I'm sure that anyone who ever flew aboard the Concorde supersonic airliner would find this line of questioning rather strange. Such passengers know they could speak to each other without any problems no matter how fast the plane was traveling. The picture below, for example, illustrates passengers aboard Concorde chatting away as the aircraft races along at twice the speed of sound. I think the reason for questions like these is confusion between what happens in a supersonic flow outside an aircraft versus what happens in the still air inside the plane.

Concorde passenger cabin including a Mach and altitude display
Concorde passenger cabin including a Mach and altitude display

When an object is moving through a supersonic flow, any disturbance like the sound created by speech can only move downstream from the direction of motion. A good way to visualize such a disturbance is to consider the example of a shock wave that forms as the supersonic air passes over the object. These shock waves always propagate downstream in the direction of the flow as shown in the following examples of supersonic flow passing over a wedge.

Shock waves and streamlines over a wedge at (a) Mach 2 and (b) Mach 20
Shock waves and streamlines over a wedge at (a) Mach 2 and (b) Mach 20

The opposite is true in a subsonic flow below the speed of sound. In this case, sound travels outward in all directions at the same rate. A good way to visualize this behavior is to recall the ripples created by dropping a rock into a pond. The ripples appear as circles formed evenly around the point were the rock impacts the surface of the water and spread outward in all directions at the same speed. When a person speaks, the sound waves behave in the same way. It is for this reason that we can hear a person talking whether he is in front of us or behind us.

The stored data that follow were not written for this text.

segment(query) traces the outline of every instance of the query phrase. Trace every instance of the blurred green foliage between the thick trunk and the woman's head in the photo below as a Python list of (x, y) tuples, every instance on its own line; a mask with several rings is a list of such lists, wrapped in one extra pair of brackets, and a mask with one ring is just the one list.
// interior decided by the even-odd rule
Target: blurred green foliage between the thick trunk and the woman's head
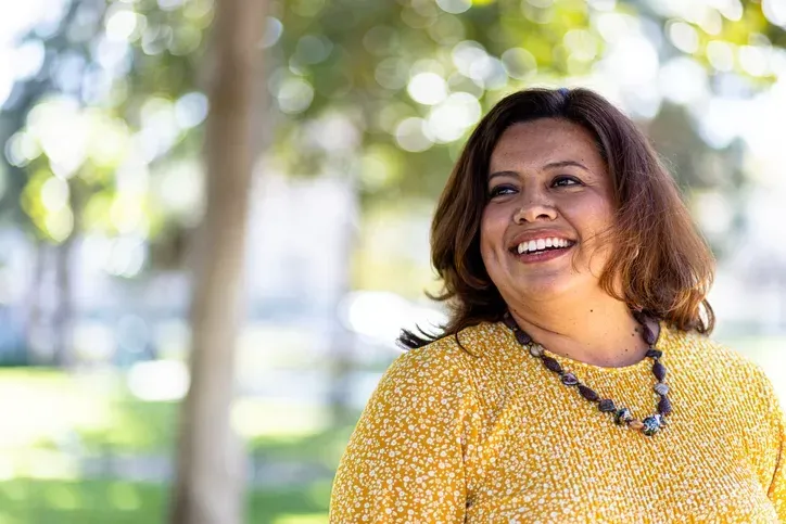
[[(431, 0), (304, 0), (279, 2), (271, 15), (283, 27), (271, 48), (268, 80), (281, 113), (277, 161), (288, 171), (319, 172), (331, 157), (363, 151), (360, 164), (348, 169), (357, 174), (362, 194), (372, 199), (438, 194), (482, 108), (528, 81), (568, 74), (563, 36), (576, 29), (590, 34), (586, 4), (578, 1), (553, 9), (477, 2), (452, 14)], [(408, 92), (418, 73), (438, 75), (452, 93), (465, 93), (470, 104), (477, 100), (480, 111), (469, 125), (459, 118), (462, 129), (455, 133), (429, 138), (413, 129), (409, 142), (416, 143), (407, 146), (406, 139), (396, 140), (396, 133), (407, 135), (405, 119), (439, 119), (440, 102), (418, 102)], [(345, 143), (329, 140), (335, 119), (350, 131)]]

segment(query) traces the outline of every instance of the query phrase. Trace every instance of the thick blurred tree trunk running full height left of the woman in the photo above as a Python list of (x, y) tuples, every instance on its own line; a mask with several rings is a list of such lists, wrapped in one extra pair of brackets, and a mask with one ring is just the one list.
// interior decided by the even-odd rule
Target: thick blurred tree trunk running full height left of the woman
[(191, 302), (191, 386), (182, 404), (172, 522), (242, 522), (243, 455), (230, 426), (241, 319), (253, 117), (265, 0), (218, 0), (206, 123), (206, 209)]

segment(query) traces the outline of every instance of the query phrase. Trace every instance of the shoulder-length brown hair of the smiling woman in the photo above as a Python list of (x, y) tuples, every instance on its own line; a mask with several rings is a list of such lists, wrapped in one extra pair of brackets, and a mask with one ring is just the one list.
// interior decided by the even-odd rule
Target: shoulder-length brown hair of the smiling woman
[[(430, 296), (451, 305), (447, 323), (438, 334), (404, 330), (400, 344), (416, 348), (483, 321), (502, 320), (507, 306), (480, 254), (489, 163), (508, 127), (537, 118), (582, 126), (595, 138), (606, 163), (617, 209), (607, 239), (613, 242), (616, 256), (605, 268), (600, 286), (631, 309), (684, 331), (711, 333), (714, 315), (706, 296), (714, 259), (648, 140), (630, 118), (591, 90), (529, 89), (499, 101), (478, 124), (436, 207), (431, 261), (444, 291)], [(621, 292), (614, 289), (616, 281), (622, 283)]]

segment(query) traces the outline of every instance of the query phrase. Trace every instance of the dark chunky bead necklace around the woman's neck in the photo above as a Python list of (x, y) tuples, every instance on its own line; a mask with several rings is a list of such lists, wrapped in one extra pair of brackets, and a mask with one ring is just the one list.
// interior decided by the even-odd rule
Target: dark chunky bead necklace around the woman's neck
[(552, 372), (559, 375), (562, 384), (569, 387), (575, 386), (579, 389), (579, 394), (591, 402), (598, 405), (598, 410), (604, 413), (611, 413), (614, 418), (614, 423), (618, 425), (626, 425), (631, 430), (641, 431), (644, 435), (652, 436), (661, 427), (667, 425), (667, 417), (671, 414), (671, 401), (667, 394), (669, 393), (669, 386), (663, 382), (665, 379), (665, 366), (660, 361), (660, 357), (663, 356), (663, 352), (655, 348), (656, 336), (652, 330), (647, 325), (648, 317), (641, 312), (634, 311), (633, 317), (642, 327), (642, 336), (644, 342), (649, 346), (646, 357), (652, 359), (652, 374), (657, 379), (657, 383), (652, 389), (658, 394), (658, 412), (646, 417), (644, 420), (638, 420), (633, 417), (630, 409), (625, 407), (618, 407), (614, 401), (610, 398), (601, 398), (600, 395), (595, 393), (593, 389), (582, 384), (579, 379), (571, 372), (565, 371), (560, 363), (545, 355), (546, 348), (541, 344), (534, 342), (532, 337), (525, 333), (519, 324), (516, 323), (510, 311), (507, 311), (503, 317), (503, 322), (507, 325), (516, 335), (516, 340), (522, 347), (529, 350), (530, 355), (535, 358), (540, 358), (543, 365)]

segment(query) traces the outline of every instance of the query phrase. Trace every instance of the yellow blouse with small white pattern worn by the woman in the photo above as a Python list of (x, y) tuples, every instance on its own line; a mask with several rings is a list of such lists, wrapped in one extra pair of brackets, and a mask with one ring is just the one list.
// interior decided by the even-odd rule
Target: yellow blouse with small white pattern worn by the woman
[[(398, 357), (333, 483), (331, 523), (786, 523), (783, 411), (761, 368), (661, 324), (673, 413), (619, 426), (502, 323)], [(470, 355), (471, 352), (473, 355)], [(639, 420), (651, 360), (600, 368), (554, 355)]]

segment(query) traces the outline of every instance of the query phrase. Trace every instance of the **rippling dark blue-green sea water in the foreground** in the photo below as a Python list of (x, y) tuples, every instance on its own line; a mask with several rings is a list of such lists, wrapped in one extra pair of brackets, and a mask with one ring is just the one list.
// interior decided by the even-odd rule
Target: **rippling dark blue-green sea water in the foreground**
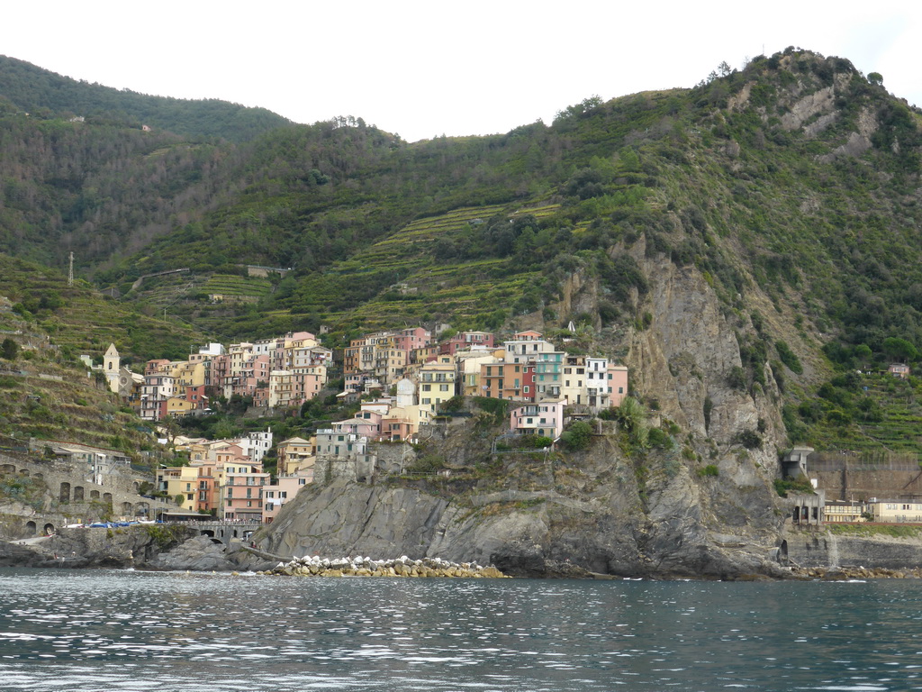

Getting back to passengers aboard a plane, the sound waves they create as they speak behave no differently than if they were having a conversation while sitting at home around the dining room table. In both cases, the air around the people is at rest. Even though the air outside the plane may be moving by at incredible supersonic speeds, the air inside the cabin or cockpit is not moving with respect to the people inside. The internal air is therefore subsonic and sound waves travel in all directions like ripples on a pond rather than in only one direction like shock waves.

Now if the nose of the aircraft was to somehow vanish and the people inside were suddenly exposed to supersonic air, any sounds they made would travel like shock waves instead of ripples. In this case, a person sitting at the back of the plane would be able to hear sounds made by someone at the front, but that person at the front would not be able to hear anything said by those behind him. This example is rather hypothetical, however, since sudden exposure to a supersonic flow like that experienced outside an aircraft would produce intense and fatal forces on the human body. Being able to hear what your friend at the other end of the plane was saying would be the least of your concerns!